Little Visits with Great Americans

by Orison Swett Marden

Edwin Markham, Farm Boy, Blacksmith, Teacher, Poet

The international discussion of "The Man with the Hoe" had hardly subsided, when popular interest was revived by the remarkable declaration of the author, Mr. Edwin Markham, that he had spent ten years in its production. Who is this magician of the pen, this man of mystery, who carries his readers, in a single sentence, through "a storm of stars," and, in another, kneels with them in dreamy sympathy beside "the brother to the ox," —who mixes up the critics in a hopeless tangle of doubt, and puzzles the public by the erratic chronology of his mental processes?
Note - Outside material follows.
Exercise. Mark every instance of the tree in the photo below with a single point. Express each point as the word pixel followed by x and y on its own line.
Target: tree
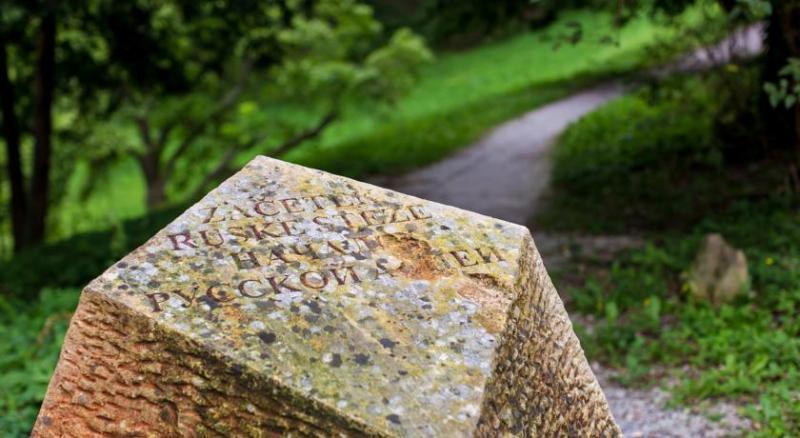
pixel 212 68
pixel 34 66
pixel 780 121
The widespread interest in the personality of the poet may justify the attempt of the writer to get at the "true inwardness" of his life-story. This has not yet been told.

This handsome dreamer, whose eyes are softer than a fawn's, and whose gray-tinged locks give an unwonted majesty to his mien, is only about fifty years old. Yet, in his span of life, he has been engaged in half a score of vocations, ranging from the exciting and strenuous to the peaceful and poetic. The discovery that he was once a village blacksmith promises to lend interest to a new phase of his distinguished career.

THE MAN WITH THE HOE.

(Written after seeing Millet's World-Famous Painting.)

"God made man in His ozvn image, in the image of God made He him."—Genesis.

Bowed by the weight of centuries he leans Upon his hoe and gazes on the ground,

The emptiness of ages in his face, And on his back the burden of the world.

Who made him dead to rapture and despair, A thing that grieves not and that never hopes,

Stolid and stunned, a brother to the ox? Who loosened and let down this brutal jaw?

Whose was the hand that slanted back this brow? Whose breath blew out the light within this brain?

Is this the Thing the Lord God made and gave

To have dominion over sea and land;

To trace the stars and search the heavens for power;

To feel the passion of Eternity?

Is this the dream He dreamed who shaped the suns

And pillared the blue firmament with light?

Down all the stretch of Hell to its last gulf

There is no shape more terrible than this —

More tongued with censure of the world's blind greed —

More filled with signs and portents for the soul —

More fraught with menace to the universe.

What gulfs between him and the seraphim!

Slave of the wheel of labor, what to him

Are Plato and the swing of Pleiades?

What are the long reaches of the peaks of song,

The rift of dawn, the reddening of the rose?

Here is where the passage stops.